It all started at Kilometer 104- it was a special stop on the train from Cusco to the base of Machu Picchu. Tickets for this departure had to be purchased months in advance, as the number of hikers permitted to trek through the Inca Trail is regulated; those who didn’t hold the exclusive pass were taken directly to the base. As the train screeched to a halt, we grabbed our backpacks. walking sticks & courage and hopped off. There was no fancy train station waiting for us, just a sign that marked the destination and an arrow to proceed. I was a little hesitant at first, knowing we had 6 hours of hiking ahead of us, but how bad can it be, my husband said the travel agent labeled it a ‘baby hike.’ Off we went with our tour guide Yuri (we booked with Marnella tours– they were excellent). The terrain was flat and easy, at first. Then came the drastically steep hills, lots of them. As we ascended through the Andes mountains, I quickly realized that there were no guard-rails or safety restraints blocking me from plummeting thousands of feat to my doom. Good thing I’ve always been OK with heights, my husband not so much.

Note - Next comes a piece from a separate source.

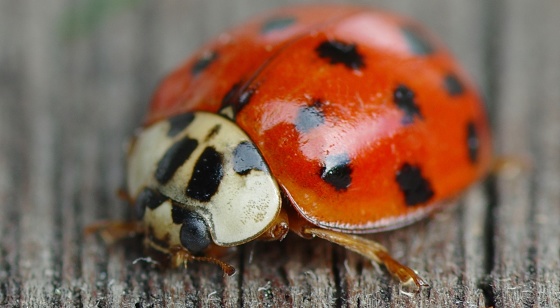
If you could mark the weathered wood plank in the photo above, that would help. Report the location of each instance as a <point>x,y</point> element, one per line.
<point>526,230</point>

So I clutched to my walking stick and side of the mountain for support, and we proceeded. The path was very narrow and rocky, making a walking stick and hiking boots a must for this type of excursion. We were thousands of feet up and the views were just breath-taking, such beautiful exotic plants, and the sun hit the mountain in a way I have never experienced before. Some parts of the trek pushed me to the brink of my physical ability- there were steps at almost a 90 degree incline, that I crawled up on my hands and knees. Other parts were flat and easy, and we discovered a few hidden waterfalls along the way!
A stipulation of hiking the Inca Trail is that you must go with a tour guide- and I can now understand why. He was there to motivate us through the hike, and provide excellent knowledge of the history behind this mystical place.
After 6 grueling hours, we reached the Sun Gate, which is the entrance to Machu Picchu from the Inca Trail. As soon as we reached the peak, it began to rain for a few moments, very symbolic in that we reached our final destination. From there, we had a birds eye view of one of the seven wonders of the world, Machu Picchu. As we descended to the base of the site, we discovered all of the hidden gems, and even a llama grazing nonchalantly on the grounds.
That night we were physically exhausted and stayed at the Sumaq Hotel, which is the only hotel located directly at the base of Machu Picchu. The staff was so accommodating, there was a hot tea service waiting for us when we arrived, and a delicious dinner followed. The hotel also has a shuttle service that will take you from the hotel to the train station and base of Machu Picchu.